Genetic Diseases

Inherited Thrombophilias


Inherited Thrombophilia is a genetic disease that causes abnormal blood clots. It is also called hypercoagulability due to defect in the system of blood-coagulation in the body. The causes behind the disease are chiefly genetic the syndrome is genetically acquired which leads to severe blood clots known as “thrombosis”. These blood clots occur due to faults in the blood-clotting protein known as “factor V”. As yet, cutting edge treatment for the disease has not development but nevertheless efforts are on to build a long-term coagulation-prevention mechanism through concrete medication.


The following are the possible causes of inherited Thrombophilia:

  • Factor V Leiden- Factor V Leiden is one of the most widespread causes of the disease. An error in the factor V gene increases tendencies of abnormal blood-clotting at unusual places in the body. This result from mutation in the factor V gene called “Leiden mutation”. Leiden factor V increases risks of still birth, pregnancy loss, retardation etc.
  • Prothrombin (Factor II) G2021A- It involves change or mutation in factor II gene which leads to venous clots. This can cause heart attack, cerebral attacks, due to abnormal blood coagulation.


Thrombophilia can be identified in a patient by virtue of its typical signs and symptoms. The most common symptoms associated with the syndrome are as follows:

  • Venous thromboembolism (VTE) – It refers to two conditions known as deep vein thrombosis and pulmonary embolism and they mostly show blood-clots down the legs which are characterized by pain, inflammation and reddening of the limb.
  • Blood coagulation in lungs- Blood clots in lungs are characterized by chest pain and palpitation which can even lead to a severe collapse or cardiac arrest.
  • Clots at unusual places- Abnormal clotting in the liver, brain, kidney and arteries. These symptoms can intensify leading to severe health damages.

Thrombosis tests

There are various tests available to verify error in factor V and factor II genes that may cause thrombosis. While sometimes, the tests are not necessary in case temporary blood clotting that disappears naturally, in specific cases, the test becomes absolutely necessary.

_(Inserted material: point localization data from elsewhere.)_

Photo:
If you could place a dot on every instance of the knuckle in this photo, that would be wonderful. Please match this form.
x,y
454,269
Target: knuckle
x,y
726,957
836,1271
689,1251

Tests for Thrombophilia should be recommended for:

  • Females consuming oral contraceptives and therapies for hormone replacement with thrombosis
  • People experiencing frequent and painful blood coagulation (venous thrombosis)
  • Women giving birth to babies suffering from still birth or retardation
  • Women suffering from repetitive pregnancy loss
  • Women experiencing blood coagulation during pregnancy
  • Individuals below 50 years of age with venous thrombosis
  • Female smokers who have experienced heart attack below the age of 50.
  • Unusual sites in the body with venous thrombosis.
  • Relatives of individuals showing signs of clotting.
  • Individuals having relatives suffering from factor V Leiden


Screening of the disease is useful which helps timely identification of the disorder. However, often such screening is not recommended chiefly because of the following factors:

  • Symptoms of the disease seen in the general population are not that pronounced.
  • Carriers of the disease normally show low level indicative conditions.
  • Absence of cost-efficient, long term solution in case any abnormal traces are discovered.

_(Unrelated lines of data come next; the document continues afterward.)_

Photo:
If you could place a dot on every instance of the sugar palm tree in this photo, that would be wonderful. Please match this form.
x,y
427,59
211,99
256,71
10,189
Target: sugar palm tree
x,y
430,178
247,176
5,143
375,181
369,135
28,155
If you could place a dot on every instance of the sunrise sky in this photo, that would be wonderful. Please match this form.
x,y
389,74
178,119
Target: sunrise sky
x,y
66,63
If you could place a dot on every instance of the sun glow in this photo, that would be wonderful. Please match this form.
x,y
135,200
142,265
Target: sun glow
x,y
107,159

Before opting for treatment for Thrombophilia, it is very essential to sort out few issues with the doctor. They are: kind of Thrombophilia you are diagnosed of, family history in case any of your relatives have had traces of blood-clots, pregnancy related issues, weight, age, and details about other medications.

This information must be cleared out between you and your doctor so that the doctor can properly assess your condition and the severity of your clots. This will enable the doctor to prescribe you the appropriate treatment.

The following are the most common treatment for Thrombophilia:

  • Anticoagulants - Medication to resist blood coagulation is a common treatment. The most frequently recommended anticoagulants are heparin and warfarin. These drugs slow down the process of clotting in the blood. While heparin is available as injections, warfarin is sold in the form of tablet; both their dosage amounts vary with varying cases.
  • Treatment during pregnancy – During pregnancy, any form of blood coagulation can prove to be harmful for the baby often causing still births, retardation etc. Aspirin if consumed then, a low dosage is recommended during pregnancy to avoid chances of miscarriage. Anticoagulant treatment should begin either during pregnancy or immediately after childbirth to prevent possibilities of deterioration of symptoms.
  • Heparin in pregnancy – During pregnancy, normally heparin is a safer option as against warfarin because the latter often show side effects in the baby born.

Thus, Thrombophilia is a potential threat to individuals. Apart from medication which is ofcourse essential, you need to take few precautions on your part. Avoid dehydration and drink loads of fluid. Do not opt for random treatment since it can open doors to dangerous side effects that may worsen your condition. Be aware of the disease, its pros and cons in order to land up with the right medication.